A New Tool for Evaluating COVID-19 Indoor Safety Guidelines

Sustainable Energy Fund is not a COVID-19 expert. The following article is for informational purposes only and the featured model should be evaluated with consultation of medical professionals.

The onset and continuing spread of COVID has undoubtedly raised a great deal of uncertainty and a new host of concerns. From how we interact with others to how we exist in public spaces, our daily lives have been challenged in ways unseen and unexpected.

What has been most challenging is the unknown. As we grapple with social distancing and occupancy limits, finding ways to quantify the risk while occupying indoor spaces might not only diminish concerns but also provide metrics by which these risks can be managed. While theoretical models and risk assessments with regard to aerosol pathogens have been developed, a new online tool has been developed that building owners and facility managers can use as a safely guideline to better manage the risk associated with COVID-19 for occupied spaces.

This tool, developed by chemical engineer Kasim Khan in collaboration with MIT professors Martin Z. Bazant and John W. M. Bush, draws from Bazant and Bush’s research Beyond Six Feet: A Guideline to Limit Indoor Airborne Transmission of COVID-19 as well as the edX MOOC course Physics of COVID-19 Transmission. The tool comes in the form of an online calculator that allows users to input data specific to their space to quantify the potential risk of transmission. The calculator allows the user to input the specific conditions relating to the two biggest factors for infection risk in an enclosed space – the physical aspects of that space and the behavior of the persons within.

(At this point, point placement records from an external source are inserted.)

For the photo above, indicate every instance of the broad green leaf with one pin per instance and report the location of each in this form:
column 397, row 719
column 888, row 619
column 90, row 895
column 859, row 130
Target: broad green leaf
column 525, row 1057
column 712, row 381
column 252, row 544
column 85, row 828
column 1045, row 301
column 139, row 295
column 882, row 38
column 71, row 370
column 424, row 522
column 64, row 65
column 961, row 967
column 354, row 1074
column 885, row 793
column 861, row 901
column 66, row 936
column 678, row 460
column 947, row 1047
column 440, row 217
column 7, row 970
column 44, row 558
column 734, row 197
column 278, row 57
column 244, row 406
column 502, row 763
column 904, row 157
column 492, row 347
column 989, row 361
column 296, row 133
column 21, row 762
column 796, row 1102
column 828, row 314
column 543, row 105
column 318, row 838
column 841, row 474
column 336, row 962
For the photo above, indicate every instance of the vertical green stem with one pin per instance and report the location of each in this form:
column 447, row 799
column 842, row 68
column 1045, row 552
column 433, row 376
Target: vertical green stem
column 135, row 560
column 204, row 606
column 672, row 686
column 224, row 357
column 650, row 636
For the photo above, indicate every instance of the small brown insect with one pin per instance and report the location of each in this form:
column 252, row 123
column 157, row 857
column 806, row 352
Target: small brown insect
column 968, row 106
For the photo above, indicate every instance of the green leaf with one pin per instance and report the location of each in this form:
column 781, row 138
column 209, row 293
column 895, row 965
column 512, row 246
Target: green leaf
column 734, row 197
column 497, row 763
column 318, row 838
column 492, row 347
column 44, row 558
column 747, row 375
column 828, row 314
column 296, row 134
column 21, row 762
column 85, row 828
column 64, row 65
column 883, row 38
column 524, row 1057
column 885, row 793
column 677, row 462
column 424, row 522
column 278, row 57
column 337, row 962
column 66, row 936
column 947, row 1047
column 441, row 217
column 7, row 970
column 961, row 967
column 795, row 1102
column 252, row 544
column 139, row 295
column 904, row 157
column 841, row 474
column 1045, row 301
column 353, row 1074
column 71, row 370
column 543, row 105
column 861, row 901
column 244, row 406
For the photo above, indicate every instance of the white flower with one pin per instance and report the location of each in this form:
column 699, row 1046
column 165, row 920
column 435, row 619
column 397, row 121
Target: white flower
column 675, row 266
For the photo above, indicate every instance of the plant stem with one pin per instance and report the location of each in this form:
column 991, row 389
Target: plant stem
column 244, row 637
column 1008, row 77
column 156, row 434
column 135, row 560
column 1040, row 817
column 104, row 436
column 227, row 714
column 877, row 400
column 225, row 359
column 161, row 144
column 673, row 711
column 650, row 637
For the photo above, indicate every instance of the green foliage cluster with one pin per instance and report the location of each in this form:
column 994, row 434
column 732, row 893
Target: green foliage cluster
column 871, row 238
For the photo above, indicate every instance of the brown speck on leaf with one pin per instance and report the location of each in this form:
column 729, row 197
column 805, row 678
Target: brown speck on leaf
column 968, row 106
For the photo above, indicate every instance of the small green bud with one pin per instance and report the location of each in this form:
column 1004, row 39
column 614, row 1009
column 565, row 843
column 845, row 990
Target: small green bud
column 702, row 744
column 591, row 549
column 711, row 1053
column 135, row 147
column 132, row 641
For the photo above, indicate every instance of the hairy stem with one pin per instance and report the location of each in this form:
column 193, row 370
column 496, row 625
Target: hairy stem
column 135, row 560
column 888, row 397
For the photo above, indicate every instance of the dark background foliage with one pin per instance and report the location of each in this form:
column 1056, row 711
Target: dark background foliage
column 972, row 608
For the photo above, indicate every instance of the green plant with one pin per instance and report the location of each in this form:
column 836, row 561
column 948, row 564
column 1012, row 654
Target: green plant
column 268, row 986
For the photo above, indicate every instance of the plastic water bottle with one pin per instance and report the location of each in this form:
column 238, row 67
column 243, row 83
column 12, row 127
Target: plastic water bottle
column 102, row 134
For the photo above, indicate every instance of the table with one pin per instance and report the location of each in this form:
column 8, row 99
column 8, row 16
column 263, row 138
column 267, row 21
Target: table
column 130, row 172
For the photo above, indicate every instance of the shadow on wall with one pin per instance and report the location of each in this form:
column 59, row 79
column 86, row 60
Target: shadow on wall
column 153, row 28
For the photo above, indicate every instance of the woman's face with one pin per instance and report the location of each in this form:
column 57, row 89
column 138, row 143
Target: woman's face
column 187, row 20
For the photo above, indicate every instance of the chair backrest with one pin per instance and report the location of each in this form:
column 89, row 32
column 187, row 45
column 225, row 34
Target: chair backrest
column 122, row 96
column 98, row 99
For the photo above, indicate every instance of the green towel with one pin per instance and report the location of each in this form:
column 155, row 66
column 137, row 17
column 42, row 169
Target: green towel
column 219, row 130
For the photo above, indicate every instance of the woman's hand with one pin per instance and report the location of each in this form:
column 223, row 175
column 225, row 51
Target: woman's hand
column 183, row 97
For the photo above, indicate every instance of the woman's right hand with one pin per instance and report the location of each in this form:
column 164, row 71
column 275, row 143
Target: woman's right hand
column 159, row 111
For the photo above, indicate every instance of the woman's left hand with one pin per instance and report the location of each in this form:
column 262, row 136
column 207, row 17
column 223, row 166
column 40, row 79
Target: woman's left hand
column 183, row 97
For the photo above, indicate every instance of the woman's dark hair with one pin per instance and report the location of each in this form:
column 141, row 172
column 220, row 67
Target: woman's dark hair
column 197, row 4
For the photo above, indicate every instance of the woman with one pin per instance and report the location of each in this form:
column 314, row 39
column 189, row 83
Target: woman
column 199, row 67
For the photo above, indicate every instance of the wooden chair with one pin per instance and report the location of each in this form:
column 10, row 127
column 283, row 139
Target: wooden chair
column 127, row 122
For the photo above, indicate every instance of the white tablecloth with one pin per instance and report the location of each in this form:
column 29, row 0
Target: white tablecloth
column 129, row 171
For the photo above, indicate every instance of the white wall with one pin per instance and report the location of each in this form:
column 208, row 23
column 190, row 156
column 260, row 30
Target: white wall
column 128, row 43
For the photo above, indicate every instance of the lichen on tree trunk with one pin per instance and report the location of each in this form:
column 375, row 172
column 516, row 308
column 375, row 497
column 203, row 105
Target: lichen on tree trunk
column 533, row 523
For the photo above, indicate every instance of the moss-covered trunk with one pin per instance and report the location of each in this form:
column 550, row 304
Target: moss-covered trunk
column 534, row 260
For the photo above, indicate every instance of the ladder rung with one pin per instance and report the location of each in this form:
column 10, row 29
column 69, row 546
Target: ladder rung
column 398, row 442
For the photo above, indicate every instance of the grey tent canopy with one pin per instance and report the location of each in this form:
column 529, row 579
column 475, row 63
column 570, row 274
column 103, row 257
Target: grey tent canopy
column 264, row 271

The output of this calculator provides guidance for how safe a space may be for a given number of people over a certain period of time.

It is important to note that any approach or action undertaken by building owners or operators should, before anything else, adhere to the guidelines set forth by the Center for Disease Control (CDC). The CDC’s Guidance for Businesses and Employers provides robust and comprehensive information on how to best ensure the safety of employees and occupants, including preventative measures, hazard assessments, and protocols, should any space become exposed to an infection.

What the Calculator Measures

Human Behavior

There are four primary components to human behavior that may influence transmission in an enclosed space:

· Breathing rate
· Respiratory activity
· Mask type/efficacy
· Mask fit/compliance

While they sound similar, breathing rate and respiratory activity have nuanced differences: breathing rate is reflective of the level of a person’s activity (resting, standing, engaged in exercise); respiratory activity refers only to a person’s respiratory actions – breathing, talking, or even singing. A higher level of activity, whether physical or through respiration, can increase risk. Mask use also plays a role, in two capacities: the type of mask used and the level of compliance by the user. Certain masks may be more effective at preventing transmission than others, and regardless of what type of mask worn proper usage will decrease risk (both the CDC and the WHO offer comprehensive guidance on mask use).

Indoor Spaces

The physical attributes of indoor spaces also play a significant role with how pathogens spread. Pathogens exist in a fluid space – air – and the characteristics of that air dictate how pathogens may circulate within that space. The greater volume of air available, the more dispersed pathogens will be, reducing the likeliness of transmission. Ventilation and filtration have the greatest potential to impact transmission rates. Ventilation – the introduction of fresh air through a fan, air handler, ERV, or other similar equipment – can have a notable impact on infection risk. As fresh air is introduced, inside air leaves the building, carrying with it some of the pathogens. The higher the ventilation rate, the greater the dilution of the pathogen and subsequent decrease in infection risk. Filtration also has a significant impact, as higher levels of filtration can filter out more pathogens (ASHRAE recommends at least a filter efficiency of at least MERV 13). Recirculation rates and humidity also have minor roles, as decreased circulation and humidity may each increase transmission risk.

How the Calculator Works

By accounting for all these factors together – mask type and compliance, the ventilation, filtration, and volume of a space, etc. – the calculator can offer guidance on how safe it may be for a certain number of people to occupy a space for a certain amount of time. This guidance may be used by building owners and facility managers to determine how many people may occupy a particular space, and for how long. For example, if a building owner has a 1000 ft2 space, with an ERV that provides 8 air changes per hour (ACH), has a MERV 10 filter in place, and can account for the occupants’ mask compliance, they may find that there should be no more than 25 people in that space for more than 6 hours. The more people in a given space, or the longer they spend within that space, the greater a risk of transmission – so more people may be allowed, but for less time, or if more time were needed (for an 8 hour workday, for example), less people would be able to safely occupy that space.

Conclusion

It is important to understand that this calculator is only a tool to measure – it is not a fool-proof way of ensuring occupants will not contract COVID. What it does provide is guidance by which building owners, operators, and managers can start to understand with greater clarity the primary factors that contribute to COVID-19 transmission in indoor spaces and how they can be managed to provide a safer indoor environment. By adhering to CDC guidelines, seeking a better understanding of the factors that influence transmission risk, and a taking proactive approach towards reducing those risks, we may find greater assurance in how we return to work and events safely.